What was the point of that?:
First off - I consider this a proof of concept rather than a finished product. I have not done exhaustive testing.
Key logging software requires CPU, disk, network and memory. The idea is that by feeding a key logger an inordinate amount of data it will increase these requirements and be more easily detectable by other means.
What might happen?
- Keylogger doesn't pick our input at all:
- Maybe there is nothing there.
- Maybe this indicates that a key logger (if present) may be trivially defeated by using an onscreen keyboard.
- Keylogger picks up our input:
- Logs grow without bound. This by its nature must eventually fill memory, disk or be sent away via the network. These files can be found and this traffic can be noticed.

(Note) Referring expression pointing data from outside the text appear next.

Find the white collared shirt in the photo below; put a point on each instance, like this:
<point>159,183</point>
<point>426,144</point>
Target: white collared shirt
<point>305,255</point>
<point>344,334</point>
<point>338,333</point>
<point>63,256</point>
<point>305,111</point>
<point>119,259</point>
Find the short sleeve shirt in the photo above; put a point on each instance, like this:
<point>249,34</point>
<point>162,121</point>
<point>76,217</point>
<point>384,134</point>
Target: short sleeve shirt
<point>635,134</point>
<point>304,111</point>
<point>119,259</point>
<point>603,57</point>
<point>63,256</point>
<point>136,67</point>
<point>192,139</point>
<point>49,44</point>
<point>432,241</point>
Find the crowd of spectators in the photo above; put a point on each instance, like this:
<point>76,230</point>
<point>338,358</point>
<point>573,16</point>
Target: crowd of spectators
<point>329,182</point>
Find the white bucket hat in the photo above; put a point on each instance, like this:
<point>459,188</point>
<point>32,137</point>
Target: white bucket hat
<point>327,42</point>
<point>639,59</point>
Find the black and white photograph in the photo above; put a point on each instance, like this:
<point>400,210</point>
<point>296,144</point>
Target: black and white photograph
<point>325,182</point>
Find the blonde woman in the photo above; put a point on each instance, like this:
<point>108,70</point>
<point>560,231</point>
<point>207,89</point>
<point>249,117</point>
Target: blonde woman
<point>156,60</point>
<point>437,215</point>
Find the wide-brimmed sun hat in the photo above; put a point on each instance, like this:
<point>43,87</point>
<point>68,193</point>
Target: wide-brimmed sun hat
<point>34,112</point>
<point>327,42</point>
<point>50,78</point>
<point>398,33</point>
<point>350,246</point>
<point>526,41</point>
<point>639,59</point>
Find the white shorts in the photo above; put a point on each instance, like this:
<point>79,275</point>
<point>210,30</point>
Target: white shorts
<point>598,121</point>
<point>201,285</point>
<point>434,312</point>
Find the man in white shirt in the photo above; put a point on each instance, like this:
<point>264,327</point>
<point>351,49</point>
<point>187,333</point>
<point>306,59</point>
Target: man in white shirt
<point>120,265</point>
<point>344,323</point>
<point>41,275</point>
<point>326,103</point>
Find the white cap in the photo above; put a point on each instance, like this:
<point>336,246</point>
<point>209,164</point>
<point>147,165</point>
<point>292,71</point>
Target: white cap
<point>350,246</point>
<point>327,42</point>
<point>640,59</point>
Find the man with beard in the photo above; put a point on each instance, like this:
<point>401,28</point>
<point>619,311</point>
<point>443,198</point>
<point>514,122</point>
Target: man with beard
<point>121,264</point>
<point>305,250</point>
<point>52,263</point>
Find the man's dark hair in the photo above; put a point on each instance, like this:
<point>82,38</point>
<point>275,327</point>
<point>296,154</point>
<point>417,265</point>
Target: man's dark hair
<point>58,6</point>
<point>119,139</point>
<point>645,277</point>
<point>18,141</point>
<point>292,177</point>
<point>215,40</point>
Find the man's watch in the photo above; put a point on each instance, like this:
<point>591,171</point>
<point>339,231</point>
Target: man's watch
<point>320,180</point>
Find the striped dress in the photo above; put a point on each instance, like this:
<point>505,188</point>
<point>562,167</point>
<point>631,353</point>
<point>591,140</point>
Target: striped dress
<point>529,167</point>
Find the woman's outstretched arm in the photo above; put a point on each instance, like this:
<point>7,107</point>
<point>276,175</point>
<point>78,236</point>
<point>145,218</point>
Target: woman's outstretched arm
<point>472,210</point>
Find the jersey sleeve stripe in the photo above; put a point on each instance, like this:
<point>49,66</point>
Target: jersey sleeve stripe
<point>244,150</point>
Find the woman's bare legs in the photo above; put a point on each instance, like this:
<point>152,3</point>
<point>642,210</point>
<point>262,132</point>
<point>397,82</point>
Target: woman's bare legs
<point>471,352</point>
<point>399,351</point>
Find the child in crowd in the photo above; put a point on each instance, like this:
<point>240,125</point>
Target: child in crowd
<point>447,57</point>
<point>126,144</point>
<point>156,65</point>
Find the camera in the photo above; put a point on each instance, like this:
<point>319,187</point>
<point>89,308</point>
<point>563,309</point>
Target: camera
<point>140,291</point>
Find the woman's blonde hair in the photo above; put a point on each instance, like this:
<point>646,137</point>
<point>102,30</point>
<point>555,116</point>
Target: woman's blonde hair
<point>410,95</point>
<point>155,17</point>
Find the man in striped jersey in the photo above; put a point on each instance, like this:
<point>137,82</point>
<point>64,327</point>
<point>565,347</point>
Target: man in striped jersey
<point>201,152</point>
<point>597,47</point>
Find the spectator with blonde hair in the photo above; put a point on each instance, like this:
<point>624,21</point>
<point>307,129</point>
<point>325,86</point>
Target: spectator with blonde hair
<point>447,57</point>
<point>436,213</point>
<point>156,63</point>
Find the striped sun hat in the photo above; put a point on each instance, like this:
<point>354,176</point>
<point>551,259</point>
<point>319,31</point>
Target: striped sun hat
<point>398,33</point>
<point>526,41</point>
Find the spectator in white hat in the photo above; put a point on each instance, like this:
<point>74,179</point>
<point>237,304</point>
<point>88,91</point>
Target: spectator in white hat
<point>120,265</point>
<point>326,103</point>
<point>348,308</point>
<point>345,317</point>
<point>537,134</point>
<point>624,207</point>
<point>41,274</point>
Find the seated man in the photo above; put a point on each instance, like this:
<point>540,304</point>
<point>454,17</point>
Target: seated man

- Logs caps at a certain size. In this case we have either flushed the queue (old data discarded) or filled the queue (new data not retained). (a more fancy key logger might try to determine which input is more valuable as it goes - for instance identifying password fields or via user behavior)
- Keylogger's CPU usage might spike along with the input as it handles the flood of keys. A keylogger performing heuristics to determine interesting data to capture may be more vulnerable here.
Keyboard Lint can be defeated in many ways - its far from perfect. For instance a rate-limiter on the logging code (humans don't type at 3,000 words per minute), or a semantic check (log words, don't log gibberish). Semantic check is unlikely because any good key logger would want to get your gibberish passwords successfully.